Tuesday, February 10, 2009

Geithner's proposal

Today's negative reaction to Treasury Secretary Geithner's introduction of the financial rescue plan was overwhelming, or one could say overblown. Geithner was certainly set up for this, as President Obama at his press conference last night deferred on questions three times by giving half answers and then saying that he didn't want to say more and upstage his Treasury Secretary's coming remarks.

The "plan" was a big picture overview with good intentions but little detail, and the "we haven't figured out how we'll do this yet" approach was too laid back for almost everyone. THIS IS IT! Expectations were for more. It may be a smart move as this stuff is not simple, but it did not work today.

The broad and general program has three main thrusts: 1. buying up distressed securities to unclog the markets; 2. facilitating a program of relief and access for consumer and business borrowers; and 3. shoring up capital positions at distressed but viable banks. These appear to be the most important things to do, so getting this right is a good start, and gives a clearer goal than we have had recently. That's good, but how does it get done.

Details on #1 suggest only that the goal will be to have a combination of public and private funds. The challenge will be to make sure that there is risk sharing between the public and private funds and it's not just a big freebie for private equity and hedge funds who for the most part have escaped the public's wrath for the mess we are in but are as complicit as the banks. Get this risk balance right and the idea is sound. #2 has no detail behind it so there is nothing at all to comment on yet. #3 has more detail than the first two because a process for vetting the banks was discussed as well as all of the conditions to be placed on firms that receive a preferred stock capital infusion. The glaring inconsistency here is the stress on seeking private funds in goal #1 while at the same time making any new private money for banks run for the hills in goal #3. Why would any private investor of any type invest in a bank now with the promised handcuffs, or worse, to be put on firms that need help or are forced to take it. That's a problem.

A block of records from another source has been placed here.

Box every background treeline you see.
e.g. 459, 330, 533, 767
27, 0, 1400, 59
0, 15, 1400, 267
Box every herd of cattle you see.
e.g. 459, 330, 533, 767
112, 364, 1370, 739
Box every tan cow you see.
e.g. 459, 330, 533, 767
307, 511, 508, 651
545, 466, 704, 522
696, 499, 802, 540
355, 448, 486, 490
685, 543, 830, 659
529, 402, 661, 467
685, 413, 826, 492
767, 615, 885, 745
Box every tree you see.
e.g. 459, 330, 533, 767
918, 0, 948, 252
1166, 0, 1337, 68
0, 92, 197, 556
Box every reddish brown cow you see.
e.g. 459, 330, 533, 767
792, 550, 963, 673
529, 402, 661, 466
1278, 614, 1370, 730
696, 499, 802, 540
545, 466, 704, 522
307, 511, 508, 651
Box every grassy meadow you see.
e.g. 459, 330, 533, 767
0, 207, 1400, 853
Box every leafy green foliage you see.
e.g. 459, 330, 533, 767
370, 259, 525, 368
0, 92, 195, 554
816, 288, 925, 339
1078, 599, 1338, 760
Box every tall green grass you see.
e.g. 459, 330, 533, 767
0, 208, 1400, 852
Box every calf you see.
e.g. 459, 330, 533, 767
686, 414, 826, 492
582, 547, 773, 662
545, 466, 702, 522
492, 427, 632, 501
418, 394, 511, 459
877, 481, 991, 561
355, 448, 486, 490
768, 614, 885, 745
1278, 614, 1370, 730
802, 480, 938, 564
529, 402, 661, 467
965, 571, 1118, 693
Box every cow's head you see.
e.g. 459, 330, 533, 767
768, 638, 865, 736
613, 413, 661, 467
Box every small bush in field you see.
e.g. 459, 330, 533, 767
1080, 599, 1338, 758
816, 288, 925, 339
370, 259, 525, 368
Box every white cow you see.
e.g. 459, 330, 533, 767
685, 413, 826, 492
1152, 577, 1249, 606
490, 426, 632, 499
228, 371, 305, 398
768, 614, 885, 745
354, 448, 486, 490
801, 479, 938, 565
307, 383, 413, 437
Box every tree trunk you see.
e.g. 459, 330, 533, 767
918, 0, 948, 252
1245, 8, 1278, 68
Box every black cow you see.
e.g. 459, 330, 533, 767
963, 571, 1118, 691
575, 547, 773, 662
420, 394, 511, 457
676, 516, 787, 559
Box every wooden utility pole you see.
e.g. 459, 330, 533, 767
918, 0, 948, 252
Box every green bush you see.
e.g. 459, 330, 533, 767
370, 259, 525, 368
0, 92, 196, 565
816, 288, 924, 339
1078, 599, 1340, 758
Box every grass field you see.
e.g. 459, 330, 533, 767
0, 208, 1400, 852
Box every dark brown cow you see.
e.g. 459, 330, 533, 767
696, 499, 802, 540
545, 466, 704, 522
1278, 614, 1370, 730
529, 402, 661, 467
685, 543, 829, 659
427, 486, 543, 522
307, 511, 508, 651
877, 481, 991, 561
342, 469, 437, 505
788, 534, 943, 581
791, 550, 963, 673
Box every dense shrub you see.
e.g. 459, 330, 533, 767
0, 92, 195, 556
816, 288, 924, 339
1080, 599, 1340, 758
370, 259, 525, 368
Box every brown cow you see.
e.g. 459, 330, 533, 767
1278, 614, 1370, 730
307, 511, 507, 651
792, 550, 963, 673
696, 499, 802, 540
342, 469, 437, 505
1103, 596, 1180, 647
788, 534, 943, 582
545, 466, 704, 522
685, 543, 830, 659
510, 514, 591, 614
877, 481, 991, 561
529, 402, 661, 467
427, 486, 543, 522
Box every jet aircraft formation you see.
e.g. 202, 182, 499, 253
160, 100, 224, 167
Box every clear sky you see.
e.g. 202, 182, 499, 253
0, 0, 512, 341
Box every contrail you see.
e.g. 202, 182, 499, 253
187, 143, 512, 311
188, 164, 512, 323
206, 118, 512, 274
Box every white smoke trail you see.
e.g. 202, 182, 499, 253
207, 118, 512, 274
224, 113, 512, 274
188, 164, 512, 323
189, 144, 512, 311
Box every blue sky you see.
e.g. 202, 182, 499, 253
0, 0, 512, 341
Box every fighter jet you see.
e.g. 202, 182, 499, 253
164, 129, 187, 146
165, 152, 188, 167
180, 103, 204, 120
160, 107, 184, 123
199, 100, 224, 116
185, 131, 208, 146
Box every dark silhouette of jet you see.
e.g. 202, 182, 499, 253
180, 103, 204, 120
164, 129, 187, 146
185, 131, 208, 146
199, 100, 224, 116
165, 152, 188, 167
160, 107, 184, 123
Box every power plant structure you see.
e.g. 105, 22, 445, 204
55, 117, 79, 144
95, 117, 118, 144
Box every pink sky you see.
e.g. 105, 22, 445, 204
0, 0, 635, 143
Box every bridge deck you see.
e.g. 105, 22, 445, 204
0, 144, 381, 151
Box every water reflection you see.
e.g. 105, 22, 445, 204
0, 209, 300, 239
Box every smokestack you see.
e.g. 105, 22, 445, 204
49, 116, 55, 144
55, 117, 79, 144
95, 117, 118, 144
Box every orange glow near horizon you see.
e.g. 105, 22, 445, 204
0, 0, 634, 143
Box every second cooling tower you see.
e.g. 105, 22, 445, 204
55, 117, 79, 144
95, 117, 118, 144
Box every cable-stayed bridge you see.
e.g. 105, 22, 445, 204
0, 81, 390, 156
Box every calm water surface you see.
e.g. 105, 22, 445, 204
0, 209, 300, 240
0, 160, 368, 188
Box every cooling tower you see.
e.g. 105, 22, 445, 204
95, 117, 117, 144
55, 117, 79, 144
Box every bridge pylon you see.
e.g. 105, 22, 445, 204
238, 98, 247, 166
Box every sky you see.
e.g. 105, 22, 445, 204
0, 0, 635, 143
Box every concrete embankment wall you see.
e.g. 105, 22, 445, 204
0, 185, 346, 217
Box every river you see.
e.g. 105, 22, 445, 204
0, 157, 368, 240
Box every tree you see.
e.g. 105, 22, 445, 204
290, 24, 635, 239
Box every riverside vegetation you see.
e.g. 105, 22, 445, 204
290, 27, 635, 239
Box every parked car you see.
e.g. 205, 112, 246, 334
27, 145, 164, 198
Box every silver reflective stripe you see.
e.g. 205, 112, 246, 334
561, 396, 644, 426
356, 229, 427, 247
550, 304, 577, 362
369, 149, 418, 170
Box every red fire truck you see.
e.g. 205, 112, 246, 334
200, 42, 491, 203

One backdrop on all this that is troubling is the use of phrases that are incendiary. Obama's "facing catastrophe" and Geithner's "dangerous dynamic" are, I know, meant to be a call to action that helps get things done. Anyone, however, who should know this already does and those who are focusing on day to day living with their jobs and families could likely benefit from some reassurance that we'll get through this. Maybe that's patronizing, but from here it seems that leaders should point out some possible hope on the horizon rather than taking a share my pain approach.